政府はこうした民間の取り組みを支援するために大きな役割を果たしてきたことも確かだろう。かつて日本の公的金融機関は、化石燃料への世界的な資金提供国のトップを占めていた。そして、数多くの国が2021年に化石燃料への公的投資を停止することに合意した後も、日本はウズベキスタン、インド、インドネシアにおけるガスプロジェクトに資金を提供し続けており、その額は少なくとも646億円に上ることが明らかになっている。

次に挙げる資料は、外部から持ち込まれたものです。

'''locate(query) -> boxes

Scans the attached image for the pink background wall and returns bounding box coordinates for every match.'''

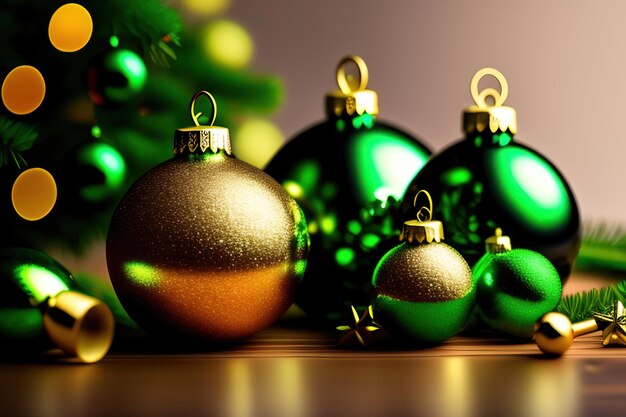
[226,0,626,224]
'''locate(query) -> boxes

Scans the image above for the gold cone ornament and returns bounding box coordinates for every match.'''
[107,91,309,341]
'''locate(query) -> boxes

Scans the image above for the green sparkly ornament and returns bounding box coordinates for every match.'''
[372,190,475,343]
[87,48,148,108]
[472,228,562,337]
[399,68,581,283]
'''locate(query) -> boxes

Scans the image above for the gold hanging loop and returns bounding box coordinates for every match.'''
[190,90,217,126]
[413,190,433,222]
[470,67,509,108]
[337,55,369,95]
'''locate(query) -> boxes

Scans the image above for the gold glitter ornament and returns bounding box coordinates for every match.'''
[107,91,309,341]
[372,190,468,343]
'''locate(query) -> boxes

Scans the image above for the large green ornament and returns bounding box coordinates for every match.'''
[472,229,562,337]
[266,56,430,321]
[87,48,148,108]
[372,193,476,343]
[400,68,581,282]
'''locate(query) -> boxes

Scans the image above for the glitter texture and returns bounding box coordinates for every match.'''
[373,243,473,302]
[473,249,562,337]
[107,152,309,340]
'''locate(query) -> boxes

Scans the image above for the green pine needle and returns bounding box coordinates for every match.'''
[555,280,626,323]
[100,0,181,67]
[0,116,38,169]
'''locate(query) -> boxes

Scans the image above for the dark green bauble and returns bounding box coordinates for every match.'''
[372,228,476,343]
[399,68,581,283]
[266,56,430,321]
[86,48,148,108]
[59,140,126,213]
[0,248,76,344]
[472,249,562,337]
[266,115,430,320]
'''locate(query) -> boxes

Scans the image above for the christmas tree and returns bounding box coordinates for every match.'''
[0,0,282,253]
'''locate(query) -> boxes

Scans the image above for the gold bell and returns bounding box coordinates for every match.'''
[43,291,115,363]
[534,312,598,356]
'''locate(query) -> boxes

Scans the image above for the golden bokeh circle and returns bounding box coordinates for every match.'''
[48,3,93,52]
[11,168,57,221]
[2,65,46,115]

政府の国際的な化石燃料支援は、岸田首相が昨年アジアの他の10カ国と共に成立したアジア・ゼロエミッション共同体(AZEC)という形でも展開されている。このフォーラムを通じて、経済産業省は、日本企業の開発するアンモニア混焼やCCUSのような化石燃料関連技術の市場を創出することを目指している。

「石炭火力発電」

最後になるが、間違いなく重要な点として、岸田首相が段階的廃止のコミットメントを石炭火力発電所のみに限定したことが挙げられる。かなり意図的に言葉を選んでおり、石油やガス火力の段階的廃止は棚に上げられている。
天然ガスおよび液化天然ガス(LNG)は特に重要な存在だ。日本は世界有数の天然ガス消費国であり、中国に次いで第2位のLNG輸入国であることを念頭に置いておきたい。1969年にアラスカから日本へ初めて輸送されたLNGは、1970年代のオイルショック以来、もはや日本にとって生命線となっているのだ。今後、政府は2030年までにLNGへの依存度を低減させる計画であるが、決して段階的にLNGを廃止するわけではないと言えるだろう。

出典:資源エネルギー庁

それはつまり、海外でのガス生産に依存することを意味する。ロシアがウクライナへの侵攻を開始した後でさえ、三井物産と三井菱は引き続き、それぞれロシアの「サハリン2プロジェクト」の12.5%と10%を所有している。また、日本企業のコンソーシアムは、米国による最近の制裁決定にも関わらず、「アークティックLNG2プロジェクト」に固執し続けているのも事実だ。さらに、日本最大のLNG需要家の一社である東京ガスは、今年の夏にG7がガス投資に対する抜け穴を設けたことで、アジアおよび米国で上流ガス資産を継続保有することを奨励した

これこそが政治家や政策立案者の公約の力なのだ。公約には法的拘束力はないものの、業界関係者に現状維持を良しとすることを暗示するものである。仮に経営者や投資家が気候変動に対して懸念を抱いていたとしても、政治家の頷きは化石燃料への投資を後押しし、抵抗したくてもしにくい市場環境を形成する。

代わりになすべきこと

では、岸田政権は代わりに何をすべきなのだろうか?明らかな第一歩は、エネルギー安全保障を守るということは、化石燃料を輸入し続けるということと同義ではないと認めることだろう。これまで幾度もの研究結論づけているように、日本にはエネルギー需要をほぼ全て賄えるだけの再エネの潜在力がある。これを受け入れた上で、日本はすべての石炭火力発電所を段階的かつ迅速に廃止し、また再エネ導入を加速させるための綿密なロードマップを策定すべきだ。今年のCOPでは、116ヶ国が再エネ容量を2030年までに全世界で3倍に引き上げることに合意した。日本は自国でもこの合意に応じることができるはずだ。そして最後に、岸田首相は単に海外における化石燃料への公的資金提供を停止するのではなく、日本国内の輸出信用機関や開発銀行に対して、世界中の再エネ開発への資金提供および技術的ノウハウの注入を命じることができるだろう。